Entwickelt sich mein Kind normal?

Junge Eltern stellen sich dennoch oft die Frage: Entwickelt sich mein Kind normal? Kinder- und Jugendpsychologe Urs Kiener über die Einzigartigkeit jedes Menschen.

Individualität entsteht bereits früh. Es gibt keinen Entwicklungsbereich, der bei allen Kindern genau gleich abläuft. Kein Verhalten, keine körperliche oder psychische Ausprägung ist bei zwei gleichaltrigen Kindern gleich ausgebildet. Auch Begabungen und Fähigkeiten unterscheiden sich von Kind zu Kind und entwickeln sich unterschiedlich rasch.

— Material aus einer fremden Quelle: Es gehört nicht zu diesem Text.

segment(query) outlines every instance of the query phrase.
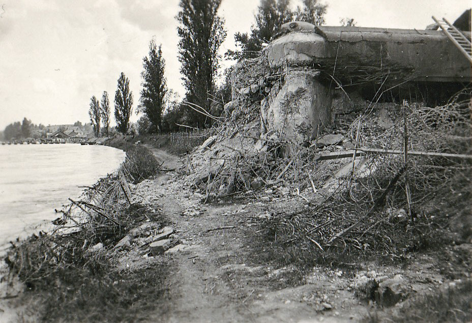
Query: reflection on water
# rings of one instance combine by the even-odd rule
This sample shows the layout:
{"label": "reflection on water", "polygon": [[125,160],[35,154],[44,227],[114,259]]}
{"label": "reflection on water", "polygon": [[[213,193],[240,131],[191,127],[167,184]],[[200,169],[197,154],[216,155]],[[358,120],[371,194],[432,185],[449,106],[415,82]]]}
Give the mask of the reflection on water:
{"label": "reflection on water", "polygon": [[0,145],[0,246],[59,216],[54,209],[113,172],[125,156],[101,145]]}

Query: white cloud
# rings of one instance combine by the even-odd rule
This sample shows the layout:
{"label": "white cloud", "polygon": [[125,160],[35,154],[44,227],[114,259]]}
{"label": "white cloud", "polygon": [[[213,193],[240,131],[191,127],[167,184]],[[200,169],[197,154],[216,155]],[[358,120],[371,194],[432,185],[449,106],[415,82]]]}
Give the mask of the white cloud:
{"label": "white cloud", "polygon": [[[300,0],[292,1],[296,6]],[[336,25],[350,17],[363,26],[422,28],[431,22],[432,15],[454,20],[469,1],[326,0],[327,22]],[[3,2],[0,129],[24,116],[45,124],[87,122],[90,98],[107,91],[112,100],[121,72],[130,79],[135,107],[142,57],[153,36],[162,44],[168,85],[184,95],[174,19],[178,0]],[[223,0],[220,14],[228,36],[222,53],[234,48],[235,32],[250,30],[258,3]]]}

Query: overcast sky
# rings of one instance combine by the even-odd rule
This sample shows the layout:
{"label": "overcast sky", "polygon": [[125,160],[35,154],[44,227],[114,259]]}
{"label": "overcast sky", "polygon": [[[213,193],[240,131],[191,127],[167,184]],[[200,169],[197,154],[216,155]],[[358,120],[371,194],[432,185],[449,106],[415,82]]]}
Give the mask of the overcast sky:
{"label": "overcast sky", "polygon": [[[352,17],[359,26],[417,29],[431,23],[431,15],[453,21],[470,5],[470,0],[324,2],[328,25]],[[223,0],[220,14],[228,37],[222,52],[233,48],[235,32],[250,31],[258,3]],[[178,0],[0,0],[0,130],[24,116],[46,125],[90,122],[90,98],[107,91],[112,101],[121,72],[130,79],[135,108],[153,36],[162,44],[168,86],[185,94]]]}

Es sind diese Unterschiede, welche die faszinierende Einzigartigkeit jedes Menschen ausmachen. Bereits Kleinkinder realisieren das und beginnen früh, sich als eigenständige Personen zu begreifen. Ab dem Schulalter vergleichen sie sich zunehmend mit ihren Kolleginnen und Kollegen und tauschen sich über ihre Wahrnehmungen aus. 

 

Einzigartigkeit versus Vergleich

Individualität zu leben und entfalten zu dürfen, geniesst in unserer Gesellschaft einen hohen Stellenwert. Die Einzigartigkeit jedes Kindes schafft es aber auch, Eltern gehörig zu verunsichern. Gerade Ersteltern stehen mit ihrem Neugeborenen und den Herausforderungen der Erziehung oft recht allein da. Was liegt da näher, als das Verhalten und die Entwicklungsschritte des eigenen Kindes mit jenem der Kinder aus der Nachbarschaft oder mit den Erfahrungen und Erzählungen von anderen Eltern zu vergleichen? Meist misst man sein Kind an jenen, welche einzelne Fertigkeiten besser oder schneller beherrschen. Wenn das eigene Kind einige Monate später mit dem Sprechen beginnt oder motorische Fähigkeiten langsamer entwickelt als das Kind der Nachbarn, fragen sich Eltern schnell einmal besorgt: «Entwickelt sich mein Kind normal?» 

 

Was ist normal?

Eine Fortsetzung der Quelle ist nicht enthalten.